Journalism professor: Crumbling advertising-editorial firewall means ACCC should be more involved in media

mark_pearson_headshotThe media should come under more regulatory scrutiny when its editorial coverage is tainted by commercial interests, an influential journalism professor has urged.

The call for the Australian Competition and Consumer Commission to become more involved came from Bond University’s Mark Pearson, author of several editions of The Journalist’s Guide To Media Law.

Speaking to ABC Radio National’s The Media Report, Prof Pearson said that new laws are not necessarily needed to regulate the Australian press – but current exemptions to consumer law should be looked at again.

He said: “There are already so many laws controlling the behaviour of news organisations and journalists, we don’t really need any more. We need to make those that exist more effective. But if there had to be something more, the consumer law that exists at the moment, and already applies to the media in many ways, could be extended to cover heinous ethical breaches.”   

Prof Pearson’s comments come shortly before the findings of the Finkelstein Inquiry into print and online journalism are released.

Pearson said that the likes of radio’s cash for comment scandal in which 2UE’s John Laws and Alan Jones were found to have given favourable comment to brands that were paying them to do so.

Pearson said the Competition and Consumer Act could be used to control some of the unethical conduct of media outlets if current examptions were relaxed. He said: “It was introduced in 1974 and it has a provision, basically banning misleading and deceptive conduct, which is normally applying to advertising. But for the first few years, some court decisions held that it might also apply to misleading claims made in news stories; the editorial columns of newspapers and their equivalent in broadcast. So because they didn’t want this impingement on free expression and because of lobbying by the major media groups, they had an exemption to that introduced for prescribed news providers which basically, unless it was in advertising or promoting their own products and so on, they would be exempted from these misleading and deceptive conduct provisions.”

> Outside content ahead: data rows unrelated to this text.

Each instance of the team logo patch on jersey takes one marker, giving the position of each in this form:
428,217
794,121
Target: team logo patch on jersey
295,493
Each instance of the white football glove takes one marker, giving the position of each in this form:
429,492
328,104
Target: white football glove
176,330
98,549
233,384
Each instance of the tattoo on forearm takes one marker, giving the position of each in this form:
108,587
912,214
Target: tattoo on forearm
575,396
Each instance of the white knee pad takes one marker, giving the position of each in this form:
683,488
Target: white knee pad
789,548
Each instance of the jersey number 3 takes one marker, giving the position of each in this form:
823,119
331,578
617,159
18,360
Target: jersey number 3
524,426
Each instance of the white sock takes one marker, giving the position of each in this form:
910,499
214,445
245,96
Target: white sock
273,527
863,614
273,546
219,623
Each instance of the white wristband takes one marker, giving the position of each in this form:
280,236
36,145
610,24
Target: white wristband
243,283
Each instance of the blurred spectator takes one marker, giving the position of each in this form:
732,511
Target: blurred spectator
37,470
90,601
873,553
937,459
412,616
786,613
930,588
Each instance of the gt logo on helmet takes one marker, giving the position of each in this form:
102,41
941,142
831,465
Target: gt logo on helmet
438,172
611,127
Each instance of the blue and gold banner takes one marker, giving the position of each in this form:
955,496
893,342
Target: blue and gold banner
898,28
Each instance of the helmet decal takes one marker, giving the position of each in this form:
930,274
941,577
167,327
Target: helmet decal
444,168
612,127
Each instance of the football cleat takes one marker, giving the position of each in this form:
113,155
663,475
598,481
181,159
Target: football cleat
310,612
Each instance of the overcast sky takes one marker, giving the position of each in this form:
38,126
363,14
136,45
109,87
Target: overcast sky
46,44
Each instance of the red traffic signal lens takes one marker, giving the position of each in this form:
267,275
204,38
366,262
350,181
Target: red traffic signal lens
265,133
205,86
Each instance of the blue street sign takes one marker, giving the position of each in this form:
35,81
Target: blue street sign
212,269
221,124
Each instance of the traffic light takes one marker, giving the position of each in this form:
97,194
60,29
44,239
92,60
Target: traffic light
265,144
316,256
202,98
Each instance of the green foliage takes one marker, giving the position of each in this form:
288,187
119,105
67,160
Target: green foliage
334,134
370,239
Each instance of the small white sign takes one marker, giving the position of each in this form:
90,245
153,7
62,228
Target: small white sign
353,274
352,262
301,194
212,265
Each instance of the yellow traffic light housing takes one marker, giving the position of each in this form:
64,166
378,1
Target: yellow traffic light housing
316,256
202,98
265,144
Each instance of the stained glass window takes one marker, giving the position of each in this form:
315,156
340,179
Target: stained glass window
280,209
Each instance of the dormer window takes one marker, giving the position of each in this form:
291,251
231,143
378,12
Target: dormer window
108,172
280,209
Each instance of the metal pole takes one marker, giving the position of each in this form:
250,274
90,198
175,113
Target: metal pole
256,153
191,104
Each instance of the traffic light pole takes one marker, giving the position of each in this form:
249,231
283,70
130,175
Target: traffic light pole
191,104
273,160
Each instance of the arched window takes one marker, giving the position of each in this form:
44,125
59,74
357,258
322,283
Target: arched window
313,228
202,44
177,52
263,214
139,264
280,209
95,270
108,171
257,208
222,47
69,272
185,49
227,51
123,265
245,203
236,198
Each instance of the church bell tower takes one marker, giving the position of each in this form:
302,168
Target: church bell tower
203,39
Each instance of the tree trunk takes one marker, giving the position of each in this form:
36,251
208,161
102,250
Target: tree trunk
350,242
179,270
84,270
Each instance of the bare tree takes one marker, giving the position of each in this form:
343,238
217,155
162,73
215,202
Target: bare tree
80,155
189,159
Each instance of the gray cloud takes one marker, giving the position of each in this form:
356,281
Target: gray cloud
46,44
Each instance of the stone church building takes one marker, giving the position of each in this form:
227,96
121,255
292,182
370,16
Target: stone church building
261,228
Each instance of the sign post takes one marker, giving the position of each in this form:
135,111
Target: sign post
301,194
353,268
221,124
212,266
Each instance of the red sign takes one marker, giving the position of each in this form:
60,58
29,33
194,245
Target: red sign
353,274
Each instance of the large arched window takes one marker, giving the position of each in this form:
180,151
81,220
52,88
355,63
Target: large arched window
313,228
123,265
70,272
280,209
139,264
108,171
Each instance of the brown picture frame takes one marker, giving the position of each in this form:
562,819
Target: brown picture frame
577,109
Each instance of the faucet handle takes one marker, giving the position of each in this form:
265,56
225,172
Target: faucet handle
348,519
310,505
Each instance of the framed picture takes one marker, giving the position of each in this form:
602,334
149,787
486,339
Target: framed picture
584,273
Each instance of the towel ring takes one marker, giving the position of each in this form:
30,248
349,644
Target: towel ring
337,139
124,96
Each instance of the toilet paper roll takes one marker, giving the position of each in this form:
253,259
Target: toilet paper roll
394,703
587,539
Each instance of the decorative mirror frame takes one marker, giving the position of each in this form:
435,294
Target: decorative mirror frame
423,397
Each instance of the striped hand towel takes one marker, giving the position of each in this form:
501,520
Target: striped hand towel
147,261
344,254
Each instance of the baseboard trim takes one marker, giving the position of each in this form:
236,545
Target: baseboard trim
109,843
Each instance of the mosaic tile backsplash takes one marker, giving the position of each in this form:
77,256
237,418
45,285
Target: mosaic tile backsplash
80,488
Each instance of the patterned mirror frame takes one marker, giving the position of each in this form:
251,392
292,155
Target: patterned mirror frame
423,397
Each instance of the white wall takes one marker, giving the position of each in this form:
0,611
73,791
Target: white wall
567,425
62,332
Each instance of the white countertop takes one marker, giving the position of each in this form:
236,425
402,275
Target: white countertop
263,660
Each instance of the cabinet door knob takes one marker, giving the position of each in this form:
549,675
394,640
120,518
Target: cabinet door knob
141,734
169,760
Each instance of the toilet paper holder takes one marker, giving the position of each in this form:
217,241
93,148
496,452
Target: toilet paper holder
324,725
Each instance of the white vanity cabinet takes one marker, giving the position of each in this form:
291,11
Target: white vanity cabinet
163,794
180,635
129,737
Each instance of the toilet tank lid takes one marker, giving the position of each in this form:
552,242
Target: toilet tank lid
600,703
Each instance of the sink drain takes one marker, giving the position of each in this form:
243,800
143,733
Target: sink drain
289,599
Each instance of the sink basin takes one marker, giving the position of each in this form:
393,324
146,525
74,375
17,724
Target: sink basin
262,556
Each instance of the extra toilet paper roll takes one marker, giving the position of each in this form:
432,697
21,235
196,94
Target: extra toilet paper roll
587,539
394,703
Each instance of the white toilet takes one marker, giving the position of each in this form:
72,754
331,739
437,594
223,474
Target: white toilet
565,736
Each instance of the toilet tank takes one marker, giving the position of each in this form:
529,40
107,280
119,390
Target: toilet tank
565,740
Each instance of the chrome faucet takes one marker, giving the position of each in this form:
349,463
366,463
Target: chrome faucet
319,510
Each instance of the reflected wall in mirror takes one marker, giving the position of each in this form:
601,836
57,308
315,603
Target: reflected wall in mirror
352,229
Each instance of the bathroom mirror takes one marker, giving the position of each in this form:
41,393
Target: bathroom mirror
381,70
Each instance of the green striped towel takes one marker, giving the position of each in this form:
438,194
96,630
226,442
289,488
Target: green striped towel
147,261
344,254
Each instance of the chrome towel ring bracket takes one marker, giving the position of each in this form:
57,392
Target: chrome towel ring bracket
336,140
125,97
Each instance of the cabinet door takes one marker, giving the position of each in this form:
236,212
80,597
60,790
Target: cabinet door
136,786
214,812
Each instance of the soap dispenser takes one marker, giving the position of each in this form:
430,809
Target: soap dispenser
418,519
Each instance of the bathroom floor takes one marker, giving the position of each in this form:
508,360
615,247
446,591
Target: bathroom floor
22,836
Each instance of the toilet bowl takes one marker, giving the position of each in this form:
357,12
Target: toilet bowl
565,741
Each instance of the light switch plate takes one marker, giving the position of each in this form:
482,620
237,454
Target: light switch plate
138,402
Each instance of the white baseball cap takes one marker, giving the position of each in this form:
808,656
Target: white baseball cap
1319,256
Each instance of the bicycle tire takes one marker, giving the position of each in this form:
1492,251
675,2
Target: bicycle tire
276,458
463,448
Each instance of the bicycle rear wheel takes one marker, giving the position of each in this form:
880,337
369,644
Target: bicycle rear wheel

He added: “I don’t think some tinkering with that would do any great harm which would cover the most drastic ethical breaches, clearly contrary to the public interest, where there’s been real misleading and deceptive conduct involved, of the order of your cash for comment kind of situation.

” The more the media is moving towards breaking down that firewall between editorial and advertising the more they need to be treated like just another business except where they’re doing genuine public interest journalism.”

Perason’s new book Blogging And Tweeting Without Getting Sued is released next month. He will be speaking at tomorrow afternoon’s Mumbrella masterclass in Managing Risk In Social Media.

Comments


  1. Devil's advocaat
    29 Feb 12
    3:13 pm

  2. He’s right.

    Advertorial aka ” integrated ” should be marked as such by law.

    Office of Fair Trading in the UK already started looking at bought Tweets and blogs:

    http://www.guardian.co.uk/tech.....-marketing

  3. Kevin
    1 Mar 12
    10:49 am

  4. Hmmm
    There is a fine line between intervention for high-level cash for comment and allowing magazines to decide if they like a product and possibly have it as a prize and/or a favourable write-up.

    Readers are very sophisticated today and know to check reviews and editorial. For example, a number of times recently I wanted to purchase an A3 printer/scanner.

    I didn’t read the good reviews in magazines and on the web – I looked for the bad reviews. The result was (a) I didn’t buy any of them and (b) wrote to one tech review site and suggested they delete five bad reviews, as they were all by the same person under different names.

    The site apologised, saying it was one of the disadvantages of an open forum.

    How does this relate to the issue? Very few magazines can survive, without assisting advertisers with Editorial. When I was a Managing Editor at a magazine company, we did more editorial for advertisers, but would never do so if we knew the product was not one of the best. So it was win-win for us all – especially readers.

    Any attack on this business model (which 99 percent of the public are aware of) will put most magazines out of business and I suspect make business more difficult for the professor too.

  5. Journo
    1 Mar 12
    2:03 pm

  6. Pffft… in the social media era, by the time the regulator acts on behalf of consumers the self-same consumers have figured it out, publically castigated the publisher and long since moved on to the next media transgression… A regulatory review of dumb things said by dinosaur media academics would be more useful.